Ralph Morris, Susan Peters (Mastman), and Ruth Morris holding up phony newspaper headlines about coming to Las Vegas.
Joyce Axilrod

November 21 marks 30 years since the MGM Grand Hotel in Las Vegas went up in smoke. Recorded as the second largest life-loss hotel fire in United States history, the tragic event resulted in a total of 85 deaths and more than 700 injuries, according to the Clark County Fire Department.

Of those deaths, 75 were attributed to inhalation of smoke and carbon monoxide; four to smoke inhalation only; one to burns only; three to burns and smoke inhalation; one to massive skull fracture; and one from myocarditis.

There were approximately 5,000 people in the hotel at the time of the fire. Joyce Axilrod and her family were among them, trapped on the 16th floor of the 26-floor hotel.

Keys to their hotel room.
Joyce Axilrod

Survivors were first taken to the Barbary Coast Hotel, then transported to the Las Vegas Convention Center, where they were given first aid and oxygen.

Axilrod, a Santa Barbara resident, recalls the following day when survivors were able to retrieve their belongings.

“Walking up 16 flights of stairs I viewed the horrifying damage, as the stench of acrid smoke filled the air,” wrote Axilrod. “I noticed the word ‘HELP’ on a window, scrawled in red lipstick.”
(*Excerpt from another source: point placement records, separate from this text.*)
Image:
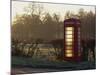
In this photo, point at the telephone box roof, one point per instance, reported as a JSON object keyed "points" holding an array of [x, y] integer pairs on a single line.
{"points": [[72, 21]]}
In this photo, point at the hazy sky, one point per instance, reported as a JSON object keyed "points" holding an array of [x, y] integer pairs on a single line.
{"points": [[18, 8]]}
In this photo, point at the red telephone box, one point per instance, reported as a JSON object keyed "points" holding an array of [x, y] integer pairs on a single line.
{"points": [[72, 39]]}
A chapter in Axilrod’s memoir, Stories of My Life, outlines her experiences from that day. She was vacationing in Las Vegas with her parents and daughter, Susan Mastman, to celebrate her 38th birthday and her parents’ 43rd wedding anniversary. Mastman, who was an 18-year-old SBCC art major at the time, joined the group with a promise of Las Vegas glitz and glam.

Broken hotel windows.
Joyce Axilrod

The fire originated in the wall of the Deli, a restaurant located at the hotel’s casino level. According to the report filed by Clark County Fire Department, the main source of ignition was an electrical ground fault but there were several factors. The fire itself did not spread farther than the first floor, but smoked traveled to upper floors through the air conditioning system and the elevator shafts.
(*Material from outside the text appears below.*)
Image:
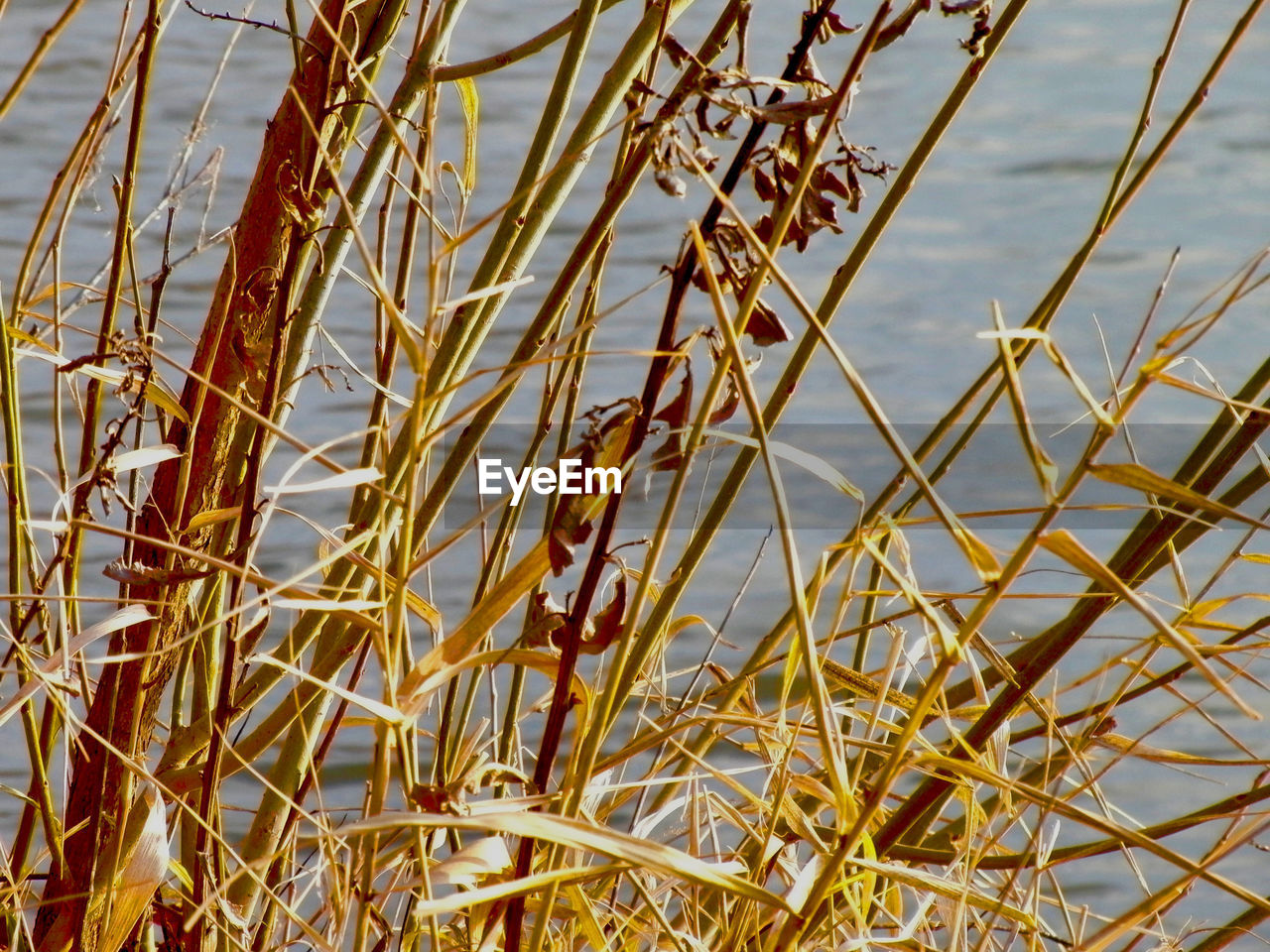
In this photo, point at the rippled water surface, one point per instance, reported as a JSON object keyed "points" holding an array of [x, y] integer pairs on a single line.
{"points": [[1008, 195]]}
Both Axilrod and Mastman recall their disbelief that there was a fire in the first place, despite the panic and cries from other hotel guests. “I heard no smoke alarms or sirens, and there was no odor of smoke,” wrote Axilrod.

Being trapped on the 16th floor turned out to be a worst-case scenario in terms of being rescued: fire truck ladders extended only to the ninth floor, while helicopters retrieved people on the 25th and 26th floors. Axilrod and her family stayed in a room with 13 other people, sticking sheets and towels under the door and putting washcloths over their mouths, waiting to get instruction from the fire department. “We were very calm and I never felt like I was going die,” said Mastman. “Our window was facing the wing that was not affected by the fire, so we didn’t see any flames or smoke billowing up. I felt safe because of that,” she added.

“Strangely enough, I believed we could escape this raging inferno,” wrote Axilrod, who also attests that they saw no flames, nor was there any smoke in their room. “What I did see however, were some desperate people smashing windows and jumping to their deaths below. What a gruesome sight,” she wrote.

While their family was fortunate enough to escape without significant injuries, the aftermath reverberated painfully. “It wasn’t until after the rescue that reality set in,” said Mastman. “To hear about all the deaths and to think that it could have been one of us was very difficult to comprehend. Stairwells have taken on a whole different feeling. To this day, I cannot go through a stairwell without having the memories of the smoke and darkness,” she adds.

Ralph Morris, Joyce Axilrod, and Ruth Morris with bags from the American Red Cross after the fire.
Joyce Axilrod

Memory of the fire has of course faded some for both Axilrod and Mastman, who both returned to Las Vegas and the former MGM Grand Hotel after it had become Bally’s. Still, Mastman said she can’t believe it’s been 30 years. “Sometimes it feels like yesterday, and other times I actually have to remember that I was in the fire,” she said. “I know that a fire can happen anytime, any place, and I’m thankful that stricter fire codes are in place since the MGM tragedy so that if something like this should happen again, lives can be saved.”

From this distance, Axilrod can muster up a sense of humor about the situation. “My fantasy of being rescued from a burning building by a handsome fireman had come true, but I never really believed it would happen this way!”